Arthur Sletten, MD, PhD Candidate

Excess lipid uptake and metabolism cause cell dysfunction and death in a process called lipotoxicity. Our laboratory has identified several novel genes that regulate lipotoxicity, and my project focuses on one of these genes, the small nucleolar hosting gene 3 (snhg3). Disruption of snhg3 protects cells from lipotoxic cell death through rewiring of glucose metabolism. Ongoing work seeks to identify the molecular underpinnings of this phenotype and investigate the role of the snhg3 locus in models of in vivo lipotoxicity.

Recent Publications:

Li, M. W., et al. Nuclear export factor 3 regulates localization of small nucleolar RNAs.
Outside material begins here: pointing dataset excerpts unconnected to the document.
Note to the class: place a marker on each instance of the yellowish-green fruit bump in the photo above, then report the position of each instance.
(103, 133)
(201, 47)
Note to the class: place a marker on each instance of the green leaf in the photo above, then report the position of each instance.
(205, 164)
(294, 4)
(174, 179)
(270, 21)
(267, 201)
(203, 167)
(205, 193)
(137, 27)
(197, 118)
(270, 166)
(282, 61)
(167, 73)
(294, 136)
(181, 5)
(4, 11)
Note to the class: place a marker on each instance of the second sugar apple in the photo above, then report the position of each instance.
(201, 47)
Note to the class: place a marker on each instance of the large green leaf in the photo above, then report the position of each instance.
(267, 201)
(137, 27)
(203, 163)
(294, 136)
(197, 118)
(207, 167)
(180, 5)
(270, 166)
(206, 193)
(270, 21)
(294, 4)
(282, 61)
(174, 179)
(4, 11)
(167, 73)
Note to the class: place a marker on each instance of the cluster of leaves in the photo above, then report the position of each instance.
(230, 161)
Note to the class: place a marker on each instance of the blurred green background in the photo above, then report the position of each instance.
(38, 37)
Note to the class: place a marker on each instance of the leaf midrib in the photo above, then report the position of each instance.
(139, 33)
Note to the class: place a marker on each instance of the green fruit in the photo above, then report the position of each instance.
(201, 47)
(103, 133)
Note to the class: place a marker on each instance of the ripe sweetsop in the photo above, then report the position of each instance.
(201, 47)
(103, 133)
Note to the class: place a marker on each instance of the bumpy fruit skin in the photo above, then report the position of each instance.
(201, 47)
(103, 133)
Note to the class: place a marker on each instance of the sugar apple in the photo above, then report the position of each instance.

J Biol Chem. 2017 292:20228-20239.

Schott, M. B., et al. beta-Adrenergic induction of lipolysis in hepatocytes is inhibited by ethanol exposure. J Biol Chem. 2017 292:11815-11828.

Sletten AC, et al. Manifestations and mechanisms of myocardial lipotoxicity in obesity. J Intern Med. 2018 Jan 13. doi: 10.1111/joim.12728. [Epub ahead of print].